Vincent is a junior at my daughter's high school and a very talented clarinetist.  He's smart, he's friendly, he's talented.  I met him once, and we spoke for five minutes, but I love the kid.

My daughter only likes him--and that's even though Vincent has changed her life.

It's like this.  Way back in September, Vincent the first clarinetist who helped the music teacher place young musicians in the band, made her fourth chair, first row.  That was big for my little freshmen.  She had to climb over a lot of upper classmen to get to that chair.

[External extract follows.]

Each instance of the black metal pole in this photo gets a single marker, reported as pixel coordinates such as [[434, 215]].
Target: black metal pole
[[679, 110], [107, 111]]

Next, Vincent suggested to Adella she'd have a good chance at making the northwest regional band if only she'd try out.  So she got the Rose etudes and worked her fingers to the bone and even took private lessons for a few weeks and tried out.  It was no small thing to play before two pale, unsmiling women who checked this and crossed out that and said next to nothing for 15 minutes.  She didn't make the band, though she would like to have, but she was OK with it.

That's because Vincent, who mentioned that his private music teacher is the principal of a music magnet school and the second clarinet for the New Haven Symphony, said in passing that he had been practicing the same etudes for the past year.  He wasn't bragging; he wasn't showing off.  There's nothing puffed up about this kid.  He was just telling us how it was.  He was being a friend.

She put her month alongside his year and suddenly the dots connected themselves:  hard work gets you there.  A little hard work got her playing far better than she had just a month before.  A little more and a little more.....

And the next thing I know, I'm buying a purple tenor sax for my daughter because her private music teacher, who calls the clarinet the black agony stick, told her she could do it and she would love it.

Which takes us to today, when Adella played my favorite--"Michael Row that Boat Ashore"--and "Happy Birthday" to me on the purple behemoth that is about the same size and weight that she is.  That's three days after the thing arrived in the mail.

I love Vincent for showing Adella she should believe in herself and the value of her hard work because he did.  He got her to see herself as a musician.  She respects him as a smart kid with talent and as a nice person.  Smart, talented, nice:  equally important qualities that change lives.

The current lore in education says kids learn best when they learn from each other.  That's true when they have something to offer each other, which is not all the time.  When they do, though, it's a beautiful thing.